Provavelmente, poucos terão ouvido falar do “Grupo de Visegrád”, mesmo aqueles mais atentos à política internacional e europeia. No entanto, a compreensão das ações deste grupo de países é muito importante para melhor perceber a atual situação europeia e como será a União Europeia em 2025.


O Grupo de Visegrád, também conhecido como V4, é constituído pela República Checa, Eslováquia, Polónia e Hungria, tendo sido criado em 1991, no período que se seguiu à queda do comunismo na Europa de Leste. O seu nome provém da histórica cidade húngara de Visegrád, localizada nas margens do rio Danúbio. Nos primeiros anos da sua existência, este grupo de cooperação económica, energética e militar foi essencial na democratização dos países da Europa Central e de Leste e no processo de integração europeia, que culminou com a entrada dos seus membros na União Europeia em 2004.

Este grupo tem permitido aos seus países-membros ganhar uma maior influência e poder de decisão a nível europeu, ao coordenar e harmonizar as suas estratégias políticas.

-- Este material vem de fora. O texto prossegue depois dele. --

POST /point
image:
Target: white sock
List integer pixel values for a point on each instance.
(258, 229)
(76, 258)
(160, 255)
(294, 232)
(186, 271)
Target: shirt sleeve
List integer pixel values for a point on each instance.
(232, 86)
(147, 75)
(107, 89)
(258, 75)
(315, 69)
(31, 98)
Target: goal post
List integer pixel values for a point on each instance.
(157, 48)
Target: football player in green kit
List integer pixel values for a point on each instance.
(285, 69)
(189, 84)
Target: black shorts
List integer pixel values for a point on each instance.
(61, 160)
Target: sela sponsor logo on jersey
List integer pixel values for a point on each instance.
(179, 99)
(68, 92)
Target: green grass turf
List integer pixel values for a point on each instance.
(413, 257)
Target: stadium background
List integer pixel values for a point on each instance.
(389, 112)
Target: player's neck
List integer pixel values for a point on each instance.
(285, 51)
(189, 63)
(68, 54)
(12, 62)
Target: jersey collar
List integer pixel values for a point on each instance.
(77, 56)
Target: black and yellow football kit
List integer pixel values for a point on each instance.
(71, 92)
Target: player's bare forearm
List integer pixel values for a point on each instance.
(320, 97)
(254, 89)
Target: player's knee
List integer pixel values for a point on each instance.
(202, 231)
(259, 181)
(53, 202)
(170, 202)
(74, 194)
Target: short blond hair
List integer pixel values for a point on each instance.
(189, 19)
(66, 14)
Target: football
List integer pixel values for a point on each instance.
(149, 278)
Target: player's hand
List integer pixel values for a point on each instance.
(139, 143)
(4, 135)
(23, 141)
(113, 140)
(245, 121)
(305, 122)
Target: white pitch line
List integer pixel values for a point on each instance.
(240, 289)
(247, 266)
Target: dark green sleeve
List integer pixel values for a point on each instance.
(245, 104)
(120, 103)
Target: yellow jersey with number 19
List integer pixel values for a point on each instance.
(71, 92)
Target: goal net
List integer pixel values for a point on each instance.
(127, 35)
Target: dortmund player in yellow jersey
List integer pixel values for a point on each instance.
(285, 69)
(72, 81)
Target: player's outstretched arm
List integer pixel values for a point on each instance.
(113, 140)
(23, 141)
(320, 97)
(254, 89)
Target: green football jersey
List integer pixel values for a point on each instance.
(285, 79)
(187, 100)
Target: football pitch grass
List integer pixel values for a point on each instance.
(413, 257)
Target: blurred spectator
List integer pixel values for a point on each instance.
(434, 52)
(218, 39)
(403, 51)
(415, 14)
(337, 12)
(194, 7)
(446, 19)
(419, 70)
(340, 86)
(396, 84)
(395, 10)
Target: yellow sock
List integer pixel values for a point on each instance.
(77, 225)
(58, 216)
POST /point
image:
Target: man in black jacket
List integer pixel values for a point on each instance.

Convém assinalar que, combinados, estes quatro países têm uma população de 64 milhões de habitantes, valores próximos da França e do Reino Unido, e 106 eurodeputados, ou seja, cerca de 1/7 de todos os deputados do Parlamento Europeu, possuindo, portanto, um peso substancial no processo de decisão europeu. Além disso, os países do Grupo de Visegrád possuem, atualmente, umas das taxas de crescimento mais elevadas da UE.

A União Europeia encontra-se num ponto de viragem. Nos próximos anos deverá dar um salto em frente na integração económica e política: completar a União Bancária e dos Mercados de Capitais, aperfeiçoar o euro, acolher os refugiados, incentivar o desenvolvimento económico e a inovação, cumprir com as metas fixadas no Acordo de Paris e assumir-se como líder na transição energética, acentuar a importância do Pilar dos Direitos Sociais, aproximar-se dos cidadãos e tornar as instituições europeias mais eficazes e democráticas e, finalmente, falar a uma só voz, como uma grande potência mundial, a nível económico, diplomático e, até mesmo, militar.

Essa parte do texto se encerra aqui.